Training purpose
- from daily_stocks.csv
- File import stock transaction data
- group the data
- Calculate the price of the stock, including the average maximum and minimum prices, average opening and closing prices
- Export calculated data
Training content
1. Understand the data
- The file daily_stocks.csv saves 65020 pieces of stock transaction data, and the descriptions of each column are as follows.
2. Environment preparation
- install pig
Tutorial recommendation https://blog.csdn.net/qq_42881421/article/details/84331794
- Start hadoop environment
- Start the grunt shell.
pig
3. Data upload
- Upload the data file daily_stocks.csv to the /pig_input directory of HDFS, and check whether the upload is successful.
hadoop fs -put ~/data/daily_stocks.csv /pig_input
hadoop fs -ls /pig_input
4. Load data
- Load the data from daily_stocks.csv into a relation named stock,
- Enter the following command in the grunt shell:
#注意自己设置的端口
stock = LOAD 'hdfs://hadoop102:8020/pig_input/daily_stocks.csv' USING PigStorage(',') as (exchange:chararray,symbol:chararray,date:chararray,stock_price_open:double,stock_price_high:double,stock_price_low:double,stock_price_close:double,stock_volume:double,stock_price_adj_close:double);
- And look at the first ten rows of the data:
5. Data grouping
- Group by exchange, save the result into a relation called stock_exc_grp and check the grouped result:
stock_exc_grp = GROUP stock BY exchange;
dump stock_exc_grp;
6. Count the number of exchanges
- According to the grouped data, count how many exchanges each stock is available for trading:
unique_symbols = FOREACH stock_exc_grp {symbols = stock.symbol;unique_symbol = DISTINCT symbols;GENERATE group, COUNT(unique_symbol);};
- Show results
dump unique_symbols;
7. Statistical average opening and closing prices
- Group the stock relationship by stock code (symbol), and count the average opening and closing prices of each stock:
stock_symbol_grp = GROUP stock BY symbol;
avg_stock_price_opens_closes = FOREACH stock_symbol_grp {stock_price_open = stock.stock_price_open;stock_price_close = stock.stock_price_close;GENERATE group, AVG(stock_price_open),AVG(stock_price_close); };
dump avg_stock_price_opens_closes;
8. Statistical average highest and lowest price
- Calculate the average highest and lowest price for each stock
avg_stock_price_high_low = FOREACH stock_symbol_grp {stock_price_high = stock.stock_price_high;stock_price_low = stock.stock_price_low;GENERATE group, AVG(stock_price_high),AVG(stock_price_low);};
dump avg_stock_price_high_low;
9. Export data
- Export avg_stock_price_high_low, avg_stock_price_opens_closes and unique_symbols to HDFS
file system
store unique_symbols into 'unique_symbols' using PigStorage(',');
store avg_stock_price_opens_closes into 'avg_stock_price_opens_colses' using PigStorage(',');
store avg_stock_price_high_low into 'avg_stock_price_high_low' using PigStorage(',');
- View exported data
hadoop fs -ls /user/root
hadoop fs -cat /user/root/unique_symbols/part-r-00000
Training summary
- Pig consists of two parts: a language for describing data flow, called Pig Latin; and an execution environment for running Pig Latin programs.
- Pig is not suitable for all data processing tasks, like MapReduce, it is designed for data batch processing.
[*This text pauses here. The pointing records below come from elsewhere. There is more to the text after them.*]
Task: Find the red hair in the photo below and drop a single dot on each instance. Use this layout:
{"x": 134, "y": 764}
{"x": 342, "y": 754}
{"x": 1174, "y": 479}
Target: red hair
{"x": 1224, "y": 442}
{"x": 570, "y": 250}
If you only want to query a small part of a large data set, the implementation of pig will not be very good, because it will scan the entire data set or a large part of it.
- A Pig Latin program consists of a series of statements. Operations and commands are case-insensitive, while aliases and function names are case-sensitive.
- When Pig processes multi-line statements, Pig does not process data until the logical plan of the entire program is constructed.